Alexios may have participated in Theophilos's successful campaign against Melitene in 837, as he is recorded to have participated in the triumph that followed the emperor's return. This, however, is disputed by some scholars. In 838, Mosele was sent on an expedition against the Arabs in Sicily. There, he achieved a number of successes, forcing the Arabs to raise their siege of Cephaloedium, and inflicted several defeats upon their forces. His forces, however, were insufficient to evict the Arabs altogether from their holdings in the western part of the island, and in late 838 he suffered a defeat at the hands of fresh Arab reinforcements.

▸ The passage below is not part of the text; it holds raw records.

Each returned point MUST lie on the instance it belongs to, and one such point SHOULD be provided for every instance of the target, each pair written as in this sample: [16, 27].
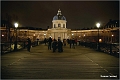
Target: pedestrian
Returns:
[73, 43]
[49, 43]
[60, 46]
[54, 45]
[28, 44]
[64, 42]
[76, 41]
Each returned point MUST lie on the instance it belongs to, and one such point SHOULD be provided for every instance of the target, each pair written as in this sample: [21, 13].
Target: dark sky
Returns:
[79, 14]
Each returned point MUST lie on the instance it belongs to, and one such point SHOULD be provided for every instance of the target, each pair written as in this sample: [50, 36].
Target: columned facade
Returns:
[59, 30]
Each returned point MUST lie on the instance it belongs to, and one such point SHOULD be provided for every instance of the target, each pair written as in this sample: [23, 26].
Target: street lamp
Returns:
[112, 38]
[98, 46]
[15, 47]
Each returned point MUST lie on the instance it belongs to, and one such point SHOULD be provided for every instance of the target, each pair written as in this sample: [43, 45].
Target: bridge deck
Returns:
[41, 63]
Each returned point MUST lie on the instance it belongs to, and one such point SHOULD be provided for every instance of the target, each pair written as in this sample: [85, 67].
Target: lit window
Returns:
[59, 25]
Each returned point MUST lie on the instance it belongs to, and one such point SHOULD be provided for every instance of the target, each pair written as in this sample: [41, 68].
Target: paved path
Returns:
[78, 63]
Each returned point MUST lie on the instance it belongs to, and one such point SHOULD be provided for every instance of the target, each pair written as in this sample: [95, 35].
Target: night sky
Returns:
[79, 14]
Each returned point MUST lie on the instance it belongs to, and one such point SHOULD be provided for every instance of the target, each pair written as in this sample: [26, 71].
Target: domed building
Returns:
[59, 30]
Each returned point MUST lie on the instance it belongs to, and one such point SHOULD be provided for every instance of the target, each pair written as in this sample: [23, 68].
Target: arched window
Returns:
[59, 25]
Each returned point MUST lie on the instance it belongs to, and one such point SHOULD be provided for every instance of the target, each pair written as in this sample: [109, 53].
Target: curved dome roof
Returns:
[59, 16]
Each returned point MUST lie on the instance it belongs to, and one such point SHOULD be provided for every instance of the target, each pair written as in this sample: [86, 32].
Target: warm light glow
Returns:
[16, 25]
[112, 35]
[98, 25]
[100, 40]
[2, 35]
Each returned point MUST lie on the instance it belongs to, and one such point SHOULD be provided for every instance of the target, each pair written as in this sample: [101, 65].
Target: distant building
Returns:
[59, 29]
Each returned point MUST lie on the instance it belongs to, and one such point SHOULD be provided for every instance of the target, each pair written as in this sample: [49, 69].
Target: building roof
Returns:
[59, 16]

In 842 he was accused by some Sicilians of colluding with the Arabs and planning to become emperor himself. To avoid forcing his Caesar into a corner, Theophilos sent Theodore Crithinus, Archbishop of Syracuse, to recall him under guarantees of personal safety. Nevertheless, upon his arrival in the capital, Alexios was stripped of his titles, beaten, and imprisoned. Theodore Crithinus publicly confronted the emperor for his breach of his word at the Church of St. Mary of Blachernae, but the enraged Theophilos had him beaten and exiled as well. Soon, however, the Patriarch John the Grammarian too publicly berated Theophilos. The emperor relented, released both Theodore and Alexios, and restored the latter to his rank and property.

His relations with the emperor, however, cooled considerably, particularly after the birth, in 840, of Theophilos's son, Michael III (r. 842–867). By 842, Mosele had retired to a monastery at the quarter of ta Anthemiou in Chrysopolis, which he himself had founded. Nothing is known of him thereafter.